でもその干支は、陽干+陽支、陰干+陰支という陰陽和合しない組み合わせでできていることはつい忘れてしまいます。

人間からすれば、理不尽極まりないことです。
愛を育てて、幸福になるはずの結婚へと向かえたのに、その瞬間から次の結婚生活へと移行し、もちろんそれでも幸福を感じながら、満たされた結婚生活が続くことはあるでしょう。

おなじみの平面五行の十字クロスです。
留まれないという現実の前進オンリーは精神と現実がクロスする中央の今の瞬間を作り出すだけです。
現実はこれしかなくて、それは点的今で、これが栄光の金メダルを簡単に過去にしてしまう図です。

幸福になったり、お金持ちになったり、という人生のポピュラーな望みが叶うのは、天的な瞬間でしかないってことです。
「なったり(なる)」は常に希望でしかなく、それが成し遂げられた時の満足感や充足感がそこにとどまっていないということは、重大な問題です。
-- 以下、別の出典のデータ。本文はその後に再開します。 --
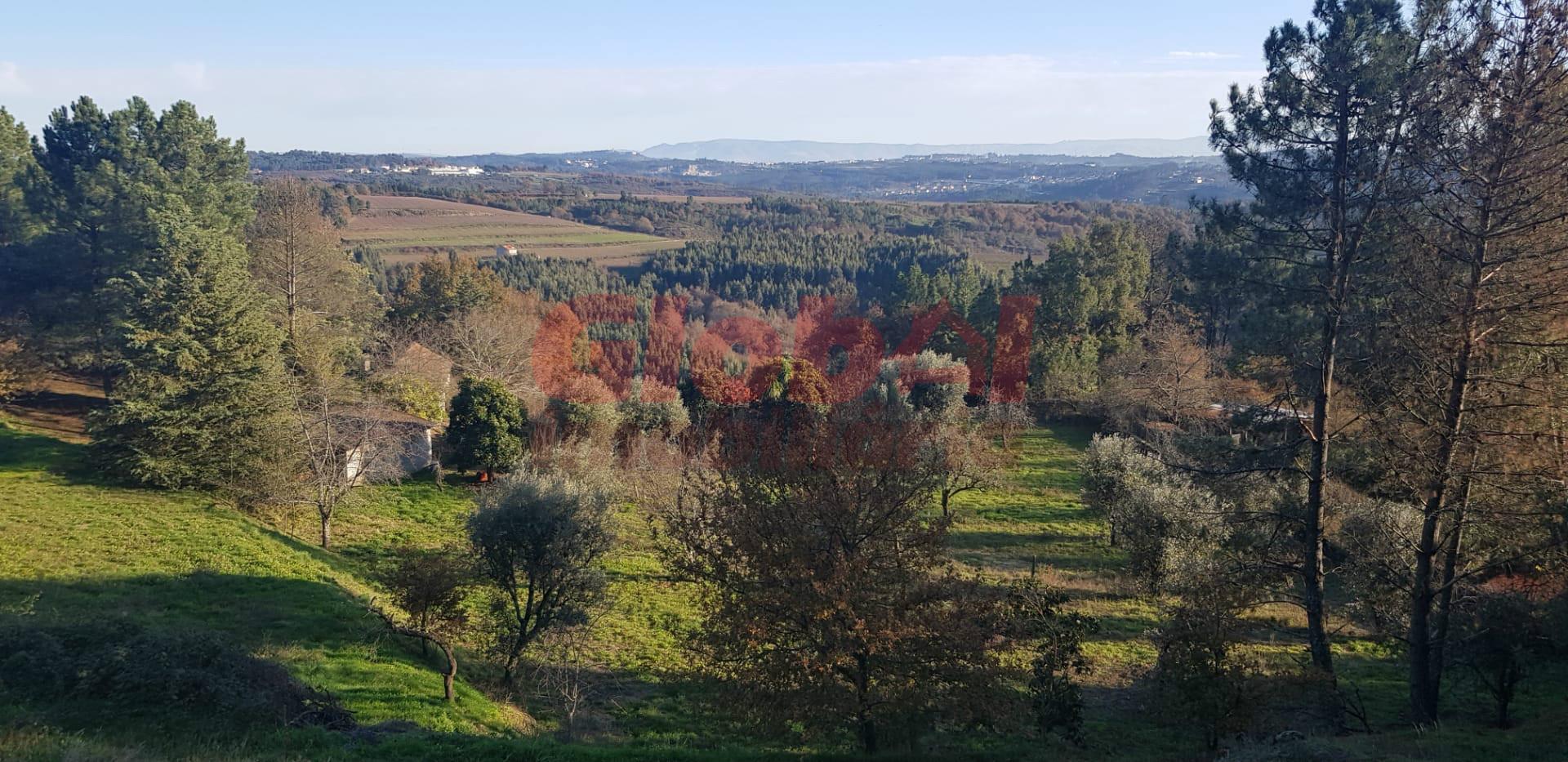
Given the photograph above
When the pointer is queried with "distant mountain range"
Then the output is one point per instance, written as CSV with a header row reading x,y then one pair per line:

「時間」というものは、人間が作り出している前進のエネルギーです。
時間は人間の「願望」によってできているといってもいいでしょう。
あるいは、生命のあるものが作り出す、生きる姿が時間です。

冷静に考えれば、お金や成功というのは、目の前の人参で、それによって人間は走らされているだけで、運良く仕留めたとしても、人参(幸福)を味わう間もなく次の人参がまた目の前にぶら下がっている、それが人生です。そして、それが人生ならこんなに虚しいことに人間は一生懸命になっているってことだと思います。
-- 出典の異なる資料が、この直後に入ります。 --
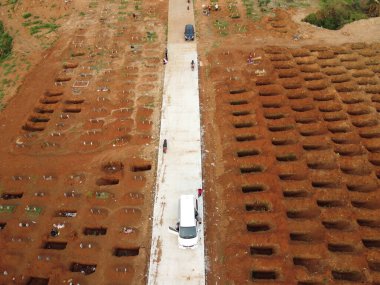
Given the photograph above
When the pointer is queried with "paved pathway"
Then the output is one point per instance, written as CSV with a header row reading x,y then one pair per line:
x,y
179,171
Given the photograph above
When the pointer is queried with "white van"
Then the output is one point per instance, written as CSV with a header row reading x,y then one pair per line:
x,y
187,226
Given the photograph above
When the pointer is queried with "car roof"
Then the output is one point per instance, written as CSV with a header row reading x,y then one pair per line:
x,y
187,211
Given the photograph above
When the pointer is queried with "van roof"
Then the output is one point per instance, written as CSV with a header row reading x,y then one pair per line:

だから・・・だから人は芸術に感動するのかもしれません。美しい黄昏の絵画に涙するのは、潜む虚しさへの共感。止められない時間が止まる瞬間。
小説やドラマは、実際にはとどまっていない時間を凝縮してとどめてくれているから、現実よりも大きい感動を受けるのかもしれません。

 

 

紫字はすべて、「原典算命学大系」からの引用です。